Expected Output: [('ok', 64, 'res/x_out.png', 2, 2, 'RGB', None), ('error', 0, None, None, None, None, 'invalid resize'), ('ok', 21, 'res/z_out.png', 3, 7, 'L', None)]

Explanation: The second task fails immediately, so its worker is free again at time 0 and can start the third task without affecting the first task.

Input: ([{'input_path': 'm.png', 'width': 2, 'height': 2, 'mode': 'RGB', 'operations': [('resize', 4, 4), ('scale', 0.5)]}, {'input_path': 'n', 'width': 1, 'height': 9, 'mode': 'RGB', 'operations': [('grayscale',), ('scale', 0.1)]}], 'out', 1)

Expected Output: [('ok', 32, 'out/m_out.png', 2, 2, 'RGB', None), ('ok', 50, 'out/n_out', 1, 1, 'L', None)]

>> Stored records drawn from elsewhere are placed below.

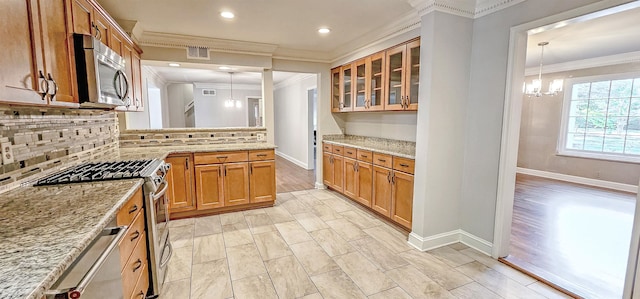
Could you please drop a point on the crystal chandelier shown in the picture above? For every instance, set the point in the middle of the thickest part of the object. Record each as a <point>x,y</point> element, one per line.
<point>535,87</point>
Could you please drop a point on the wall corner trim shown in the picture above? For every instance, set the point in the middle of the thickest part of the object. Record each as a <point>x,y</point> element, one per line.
<point>579,180</point>
<point>447,238</point>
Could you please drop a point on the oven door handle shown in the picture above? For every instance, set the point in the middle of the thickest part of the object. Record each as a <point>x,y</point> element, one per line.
<point>77,291</point>
<point>155,196</point>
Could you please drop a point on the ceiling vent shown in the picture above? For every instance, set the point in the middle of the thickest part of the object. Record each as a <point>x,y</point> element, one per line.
<point>198,53</point>
<point>209,92</point>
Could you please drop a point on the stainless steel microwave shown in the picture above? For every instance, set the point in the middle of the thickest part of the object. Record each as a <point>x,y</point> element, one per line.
<point>102,82</point>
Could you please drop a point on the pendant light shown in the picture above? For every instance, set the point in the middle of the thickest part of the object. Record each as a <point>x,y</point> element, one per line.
<point>535,87</point>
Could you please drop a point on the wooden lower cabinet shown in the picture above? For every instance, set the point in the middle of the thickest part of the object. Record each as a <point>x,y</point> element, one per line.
<point>222,181</point>
<point>350,178</point>
<point>181,184</point>
<point>364,183</point>
<point>262,181</point>
<point>402,198</point>
<point>381,199</point>
<point>209,189</point>
<point>236,184</point>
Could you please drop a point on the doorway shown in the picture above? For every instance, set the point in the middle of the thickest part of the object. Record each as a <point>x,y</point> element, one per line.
<point>508,182</point>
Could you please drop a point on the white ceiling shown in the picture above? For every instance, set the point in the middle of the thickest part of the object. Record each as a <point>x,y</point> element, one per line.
<point>604,36</point>
<point>289,24</point>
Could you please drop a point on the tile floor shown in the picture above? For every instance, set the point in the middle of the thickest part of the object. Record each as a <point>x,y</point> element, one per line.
<point>318,244</point>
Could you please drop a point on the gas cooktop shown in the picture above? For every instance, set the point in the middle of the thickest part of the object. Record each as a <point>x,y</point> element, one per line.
<point>90,172</point>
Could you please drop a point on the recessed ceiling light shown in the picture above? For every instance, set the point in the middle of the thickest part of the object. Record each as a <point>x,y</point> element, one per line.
<point>227,15</point>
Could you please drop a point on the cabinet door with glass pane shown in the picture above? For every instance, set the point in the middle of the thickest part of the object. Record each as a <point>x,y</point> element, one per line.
<point>395,71</point>
<point>412,79</point>
<point>376,81</point>
<point>336,90</point>
<point>347,88</point>
<point>361,69</point>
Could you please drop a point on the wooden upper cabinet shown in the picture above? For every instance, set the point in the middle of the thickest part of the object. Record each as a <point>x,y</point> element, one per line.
<point>347,88</point>
<point>336,89</point>
<point>102,28</point>
<point>21,60</point>
<point>402,198</point>
<point>236,184</point>
<point>180,179</point>
<point>57,40</point>
<point>412,75</point>
<point>262,181</point>
<point>37,60</point>
<point>82,17</point>
<point>209,186</point>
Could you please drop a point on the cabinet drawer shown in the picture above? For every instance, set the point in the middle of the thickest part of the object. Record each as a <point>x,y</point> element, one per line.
<point>350,152</point>
<point>365,156</point>
<point>222,157</point>
<point>140,291</point>
<point>134,234</point>
<point>338,149</point>
<point>130,209</point>
<point>261,155</point>
<point>404,164</point>
<point>382,160</point>
<point>135,266</point>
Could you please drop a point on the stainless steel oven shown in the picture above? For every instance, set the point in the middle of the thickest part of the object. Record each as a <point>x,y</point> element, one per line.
<point>160,249</point>
<point>96,272</point>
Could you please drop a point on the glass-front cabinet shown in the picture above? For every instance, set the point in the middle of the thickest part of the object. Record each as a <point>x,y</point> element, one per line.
<point>336,87</point>
<point>388,80</point>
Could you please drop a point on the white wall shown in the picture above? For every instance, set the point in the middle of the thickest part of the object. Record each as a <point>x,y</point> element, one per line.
<point>179,95</point>
<point>291,114</point>
<point>391,125</point>
<point>210,112</point>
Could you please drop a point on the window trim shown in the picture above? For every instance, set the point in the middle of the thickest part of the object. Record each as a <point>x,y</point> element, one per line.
<point>561,149</point>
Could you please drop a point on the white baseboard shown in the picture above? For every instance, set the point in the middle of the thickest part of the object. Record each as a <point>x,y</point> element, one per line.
<point>293,160</point>
<point>455,236</point>
<point>579,180</point>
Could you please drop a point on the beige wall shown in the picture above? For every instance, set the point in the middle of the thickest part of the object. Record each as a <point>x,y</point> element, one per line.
<point>540,129</point>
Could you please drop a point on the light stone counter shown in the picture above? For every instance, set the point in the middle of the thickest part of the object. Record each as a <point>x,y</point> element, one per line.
<point>44,229</point>
<point>404,149</point>
<point>161,152</point>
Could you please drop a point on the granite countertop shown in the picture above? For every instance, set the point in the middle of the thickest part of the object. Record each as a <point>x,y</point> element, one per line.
<point>44,229</point>
<point>404,149</point>
<point>161,152</point>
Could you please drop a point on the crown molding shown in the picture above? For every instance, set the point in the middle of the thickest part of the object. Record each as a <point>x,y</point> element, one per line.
<point>226,86</point>
<point>159,39</point>
<point>631,57</point>
<point>404,24</point>
<point>465,8</point>
<point>290,81</point>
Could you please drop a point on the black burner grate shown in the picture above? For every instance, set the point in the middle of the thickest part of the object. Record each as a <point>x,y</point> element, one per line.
<point>103,171</point>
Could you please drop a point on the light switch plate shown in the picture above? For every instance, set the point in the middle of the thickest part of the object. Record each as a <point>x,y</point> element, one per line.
<point>7,153</point>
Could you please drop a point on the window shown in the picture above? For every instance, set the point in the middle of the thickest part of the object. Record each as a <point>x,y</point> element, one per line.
<point>601,118</point>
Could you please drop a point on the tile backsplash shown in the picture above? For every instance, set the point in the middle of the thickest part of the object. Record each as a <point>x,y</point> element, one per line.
<point>191,136</point>
<point>44,139</point>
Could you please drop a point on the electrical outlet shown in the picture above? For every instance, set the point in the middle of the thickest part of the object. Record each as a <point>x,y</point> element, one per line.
<point>7,153</point>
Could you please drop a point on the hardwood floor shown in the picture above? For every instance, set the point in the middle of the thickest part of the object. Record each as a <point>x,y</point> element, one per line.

Explanation: With one worker, tasks run sequentially. The first costs 16 + 16 = 32, so the second starts at time 32 and finishes at time 50.

Input: ([{'input_path': 'p.png', 'width': 5, 'height': 5, 'mode': 'RGB', 'operations': [('grayscale',), ('scale', -1.0)]}, {'input_path': 'q.png', 'width': 10, 'height': 1, 'mode': 'RGB', 'operations': [('resize', 1, 1)]}], 'tmp', 1)

Expected Output: [('error', 25, None, None, None, None, 'invalid scale'), ('ok', 26, 'tmp/q_out.png', 1, 1, 'RGB', None)]

Explanation: The first task spends 25 time units on grayscale, then fails before the invalid scale. The next task starts only after time 25 because there is just one worker.

Input: ([], 'out', 4)

Expected Output: []

Explanation: Edge case: no tasks means no results.

Hints

  1. First write a helper that simulates one task: compute its duration, final metadata, or failure.
  2. Then use a min-heap of (available_time, worker_id) to assign each next task to the earliest available worker in O(log workers).